La psychette : La tendance à la surexposition glandulaire est typique des névrotiques. C’est très bien mon petit marinou. Tu fais le deuil de celles que tu avais dans le caleçon et tu affiches à la donzelle de passage tes prédispositions à la séduction qui, manque de sexe, ne peuvent se terminer que par un affrontement. Tu est déçu et tel le bourdon sur une vitre trop transparente tu recommences le lendemain.

Demoral : J’ai envie de faire pipi.

La psychette : Tu voudrais pas essayer une autre thérapeuthe?

Demoral : Je me suis assis,, je me suis lavé les mains et je n’aime que vous.

La psychette : Tu es domptable. Agenda. Quatrième jeudi du mois.

En cas d’insomnie :

Plaisantons

La psychette : Le marinou ! Mais qu’il est beau !!!

Demoral : Oui nan mais non, faut vraiment que vous arrêtiez avec ça.

La psychette : Ha, je vois, une question te chiffonne.

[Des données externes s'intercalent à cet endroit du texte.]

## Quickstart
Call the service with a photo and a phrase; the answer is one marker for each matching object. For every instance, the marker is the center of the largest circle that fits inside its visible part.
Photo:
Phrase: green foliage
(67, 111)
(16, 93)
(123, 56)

Demoral : S’il n’y en avait qu’une.

La psychette : Tente d’exprimer la première qui te passe par la tête.

Demoral :  » … « 

La psychette ; Non Demoral !

Demoral : Mé euh.

La psychette : La deuxième , vite.

Tout au long de mes études, la professeur de mathématiques exprimait au moins une fois par an, dans un français parfait, un problème absurde sans solution. Elle déclenchait le rire dans la classe en concluant par la question :

« Quel est l’âge du capitaine? »

Cette plaisanterie ne m’a jamais vraiment plu et n’excite encore aujourd’hui qu’une proportion modérée de mes zygomatiques alors vous pensez bien que de savoir si; à mi-vie, je serai un jour « un Homme mon fils » ne me taraude qu’à peine l’esprit.

La psychette : Tu dors en ce moment?

Demoral ; Je rêve de démontrer mon idée première.

La psychette : Qui t’en empêche?

Demoral : L’exposé est moins verbal, plus sujet à toucher dans le subtil.

La psychette : Et la mer?

Demoral : Quoi ma mère?

La psychette : Ne te fais pas plus idiot que tu ne le paraît.

Demoral : Je fais payer mes récits maintenant.

La psychette : Combien?

Demoral : j’ai pris des gifles pour moins que ça.

La psychette : Tu ne l’aime plus?

Demoral : Qui?

La psychette : La mer.

Demoral : Autant qu’une Ex.

Je sens que tu fatigue là.

Plutôt.

La psychette : Allez encore un effort, tu me décris ton souci sans sucre et je te libère.

Bien, je reprends. Au carrefour d’en bas de chez moi deux commerces se font face. L’un, subventionné par l’état, propose une mort longue lente et insipide, l’autre une vie courte mais intense.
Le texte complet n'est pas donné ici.